Met with SD to confirm his categorization. He will manually change instances of "capital theft" and "theft" to "St in dwelling" or "Robbery in Dwelling" as needed. Any remaining instances of "capital theft" or "theft" will go into the MISCELLANEOUS category. Instances of "extortion" will go into the CURRENCY category
Arson : MISCELLANEOUS
Burglary : BURGLARY
Cattle : ANIMAL THEFT
Coining : CURRENCY
Extortion : CURRENCY
Forgery : CURRENCY
Horse : ANIMAL THEFT
Housebreak : BURGLARY
Impersonation : CURRENCY
Murder : MURDER
Pickpocket : MISCELLANEOUS
Rape : SEXUAL ASSAULT
Returning : MISCELLANEOUS
Riot : MISCELLANEOUS
Rob in Dwelling : ROBBERY
Robbery : ROBBERY
Sheep : ANIMAL THEFT
Shoplift : ST IN SHOP
Shooting : MISCELLANEOUS
Sodomy : SEXUAL ASSAULT
St in Dwelling : ST In DWELLING
St in Mail : MISCELLANEOUS
St on Thames : MISCELLANEOUS
[other values] : NOTKNOWN - to be manually edited by proofer
Over past couple of weeks, I've been doing further tests with three types of visualizations of the Bailey data:
1) Frequency (each trial gets a box, x-axis is years, y-axis is number of trials, user can colour or hide/show trials by a range of attributes)
2) Motion (trials aggregated by year, primary key is one attribute (e.g. crime), rest of fields are numeric counts or percentages (e.g. %male, %age_under_19)) then put into display box where trends seen by position and movement of circles representing each of primary attribute values.
3) Clumping (similar data as for motion, but instead of axes being %age_under_19 and %male, one axis would be age with points for under_20, 20to40, 40+ and the other axis would be gender with one point for male and one for female. The area of the circle at each intersection would correspond to the number of trials in that year with the appropriate values for the two axes.
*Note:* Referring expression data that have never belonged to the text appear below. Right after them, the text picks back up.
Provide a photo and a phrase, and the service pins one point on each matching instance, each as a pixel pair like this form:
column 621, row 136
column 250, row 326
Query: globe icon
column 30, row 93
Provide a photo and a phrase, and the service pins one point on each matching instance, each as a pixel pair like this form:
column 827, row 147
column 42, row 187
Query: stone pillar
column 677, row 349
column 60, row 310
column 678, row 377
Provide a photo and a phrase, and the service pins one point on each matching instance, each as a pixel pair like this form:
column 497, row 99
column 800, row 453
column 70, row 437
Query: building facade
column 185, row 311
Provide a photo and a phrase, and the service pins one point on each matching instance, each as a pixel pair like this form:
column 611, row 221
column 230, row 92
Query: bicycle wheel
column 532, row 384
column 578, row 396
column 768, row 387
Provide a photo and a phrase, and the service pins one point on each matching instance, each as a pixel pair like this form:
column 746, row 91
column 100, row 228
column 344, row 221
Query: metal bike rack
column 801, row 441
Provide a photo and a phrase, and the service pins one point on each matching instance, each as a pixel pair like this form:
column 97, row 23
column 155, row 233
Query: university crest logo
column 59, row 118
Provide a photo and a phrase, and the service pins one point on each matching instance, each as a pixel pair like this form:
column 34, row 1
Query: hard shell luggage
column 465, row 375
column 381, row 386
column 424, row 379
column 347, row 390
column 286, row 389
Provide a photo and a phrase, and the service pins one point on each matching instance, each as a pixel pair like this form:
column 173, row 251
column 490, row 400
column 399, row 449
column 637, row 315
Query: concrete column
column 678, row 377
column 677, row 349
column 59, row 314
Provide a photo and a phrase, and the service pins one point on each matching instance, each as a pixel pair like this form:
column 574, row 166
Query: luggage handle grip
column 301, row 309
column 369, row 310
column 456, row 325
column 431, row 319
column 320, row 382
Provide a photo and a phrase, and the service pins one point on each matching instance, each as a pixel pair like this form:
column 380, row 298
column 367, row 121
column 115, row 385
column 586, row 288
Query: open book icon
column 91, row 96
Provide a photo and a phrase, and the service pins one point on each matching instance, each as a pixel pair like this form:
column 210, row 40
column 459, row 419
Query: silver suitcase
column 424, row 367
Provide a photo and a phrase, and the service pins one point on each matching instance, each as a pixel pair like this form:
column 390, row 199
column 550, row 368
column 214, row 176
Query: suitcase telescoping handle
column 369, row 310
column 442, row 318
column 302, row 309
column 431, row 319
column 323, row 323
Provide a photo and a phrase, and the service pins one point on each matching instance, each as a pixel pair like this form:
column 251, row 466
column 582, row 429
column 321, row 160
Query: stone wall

#1 will be the primary visualization as it provides both immediate access to individual trials and indicator of trends over the set. #2 will be secondary visualization and may appeal to people whose learning style is more synthetic/right brain and less analytic/left brain. #3 doesn't get me anything I can't get from #2 and would be a huge amount of work to create the display engine.
Created a tab-delimited file of the records I've been using for my frequency visualization. Each of those has a unique id in the first field, so of course no trends could be presented by the software, but I could get a snapshot of the distribution of trials on the selected variables at each year.
Then decided to focus on crimes, so created a table with 1 of the 8 types of crimes in the first field of each record, then repeat for the ten years in the sample set. Then I had to aggregate the number of e.g. murders in 1790, and then work out the percentage of that number which had male for the suspect's gender, L for the jury code, age<20, age21-40, age40+ etc.
So, you can no longer get at each individual trial, but only at the group of trial which match the up to 4 attributes (2 axes, colour, size of ball) that you can filter by. That may be 1 or it may be more than 1 in a given year. On the other hand, you can now see trends e.g. for each crime, what the gender breakdown is for each year over time and how that's trending.
I'm not sure if the kind of aggregating required to get the trends will make the data useless or not yet.
Met with SD to confirm details of SSHRC grant and have initial discussion.
SD has $87,000 over 3 years (28k, 28k, 31k) to fund research (including travel for him to England) of the data, preparation of the data and creation of a website containing a searchable database and a graphical representation of trials in the dataset.
State of data:
1689 - 1730 limited or no data at present (end of year 3)
1730 - 1810 data needs minor correction and normalization (end of year 1)
1810 - 1837 data needs major work (end of year 2)
"respited larcenies" will likely be included, Simon to consider and decide
Simon will want to add a couple of fields to accommodate links to external sources (images of the original documents etc.)